It seems it should go without saying: If you have Kevin Durant and Kyrie Irving on a team, that franchise is thinking rings and banners. The Brooklyn Nets are healthy and thinking championship.
Please don’t take my word for it, here is what new Nets coach Steve Nash said in a town hall on Tuesday (hat tip Tim Bontemps of ESPN).
“We’re playing for a championship. I don’t want to say that anything less than a championship is not a success because you never know what happens in life, you never know the way the ball bounces. Fortune is a big part of winning an NBA championship. But we are playing for a championship and we’re going to build accordingly. We’re going to frame everything we do in the lens of, ‘Is this a championship characteristic?’ or ‘Is this worth championship quality?’”
Brooklyn is one of the championship favorites and has good odds to come out of the East, but there are a lot of questions for Nash, his players, and the franchise still to answer. First, what will the roster look like? Will the Nets’ re-sign Joe Harris? Will Brooklyn make a trade for a third star (such as Victor Oladipo)?
Beyond that, how healthy are Durant and Irving, and are they back to their elite levels of play? How will the role players adapt to having those two stars in the mix for what had been a selfless, sum-is-greater-than-the-parts team? Can Steve Nash coach?
Nash said he’s not exactly sure what this team will look like on the court, but he is flexible to what that will ultimately look like.

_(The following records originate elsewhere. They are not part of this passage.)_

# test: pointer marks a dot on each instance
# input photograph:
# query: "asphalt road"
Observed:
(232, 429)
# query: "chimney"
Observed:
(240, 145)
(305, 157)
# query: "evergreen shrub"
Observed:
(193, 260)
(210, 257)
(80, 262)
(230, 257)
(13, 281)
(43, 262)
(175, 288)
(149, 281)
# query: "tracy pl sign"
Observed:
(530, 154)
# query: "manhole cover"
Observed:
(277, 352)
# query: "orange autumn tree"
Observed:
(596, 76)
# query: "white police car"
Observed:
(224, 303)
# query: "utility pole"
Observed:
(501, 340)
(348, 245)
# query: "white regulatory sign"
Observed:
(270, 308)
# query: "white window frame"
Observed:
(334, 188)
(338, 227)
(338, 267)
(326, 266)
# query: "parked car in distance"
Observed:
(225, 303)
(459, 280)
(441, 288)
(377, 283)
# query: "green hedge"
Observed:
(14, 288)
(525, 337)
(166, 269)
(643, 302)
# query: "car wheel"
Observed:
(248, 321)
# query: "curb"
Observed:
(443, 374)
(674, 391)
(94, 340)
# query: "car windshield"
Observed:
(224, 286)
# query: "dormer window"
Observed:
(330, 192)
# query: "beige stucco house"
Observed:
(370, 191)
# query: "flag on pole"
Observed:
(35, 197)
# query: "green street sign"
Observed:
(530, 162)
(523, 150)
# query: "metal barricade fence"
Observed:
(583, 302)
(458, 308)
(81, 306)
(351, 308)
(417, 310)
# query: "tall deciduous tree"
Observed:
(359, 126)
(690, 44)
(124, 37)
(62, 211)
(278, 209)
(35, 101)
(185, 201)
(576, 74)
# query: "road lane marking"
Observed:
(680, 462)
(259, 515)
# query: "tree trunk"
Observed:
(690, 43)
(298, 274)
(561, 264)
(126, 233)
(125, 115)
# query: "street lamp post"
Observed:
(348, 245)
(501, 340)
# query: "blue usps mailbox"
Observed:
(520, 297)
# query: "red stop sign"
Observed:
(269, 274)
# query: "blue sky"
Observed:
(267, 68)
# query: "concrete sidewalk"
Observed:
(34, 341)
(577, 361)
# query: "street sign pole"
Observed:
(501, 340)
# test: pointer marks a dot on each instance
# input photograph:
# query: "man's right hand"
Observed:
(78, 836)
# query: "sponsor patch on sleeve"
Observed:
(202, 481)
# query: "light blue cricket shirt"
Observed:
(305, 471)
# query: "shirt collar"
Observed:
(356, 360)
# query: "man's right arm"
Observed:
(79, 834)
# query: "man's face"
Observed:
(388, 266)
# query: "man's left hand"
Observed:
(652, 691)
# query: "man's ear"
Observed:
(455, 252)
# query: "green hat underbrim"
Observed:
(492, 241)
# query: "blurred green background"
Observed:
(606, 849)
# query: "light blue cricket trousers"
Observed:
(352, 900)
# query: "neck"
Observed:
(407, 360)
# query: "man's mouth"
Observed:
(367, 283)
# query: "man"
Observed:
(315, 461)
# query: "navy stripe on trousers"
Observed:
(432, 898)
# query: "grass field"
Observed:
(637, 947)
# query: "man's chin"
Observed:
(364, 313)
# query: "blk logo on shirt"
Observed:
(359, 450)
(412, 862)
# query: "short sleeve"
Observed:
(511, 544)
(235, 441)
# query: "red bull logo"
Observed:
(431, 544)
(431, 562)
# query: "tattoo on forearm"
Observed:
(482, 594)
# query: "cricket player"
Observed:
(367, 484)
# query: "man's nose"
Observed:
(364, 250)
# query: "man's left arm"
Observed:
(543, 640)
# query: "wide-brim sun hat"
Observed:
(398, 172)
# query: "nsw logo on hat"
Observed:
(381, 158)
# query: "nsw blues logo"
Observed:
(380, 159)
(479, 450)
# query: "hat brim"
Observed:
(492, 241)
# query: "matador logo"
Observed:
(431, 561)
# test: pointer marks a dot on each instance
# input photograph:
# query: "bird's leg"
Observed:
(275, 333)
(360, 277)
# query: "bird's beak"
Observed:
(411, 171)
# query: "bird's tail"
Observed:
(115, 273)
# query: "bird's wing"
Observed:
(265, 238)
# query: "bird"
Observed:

“It’s all sort of to be determined, and I definitely don’t wanna come in with too many hard-and-fast concepts and designs. I’d much rather come in with principles with ideas that allow our players to collaborate with us and allow their personalities and the dynamic between them and the chemistry to have a role in how it evolves. People talk about the Phoenix teams I played on, and this sort of revolutionary tone of how it impacted the game, but the truth be told, Mike D’Antoni’s brilliance in much of that was he allowed it to evolve instead of getting in the way.”
Nash will try and stay out of the way, but will that be enough to get Brooklyn a championship?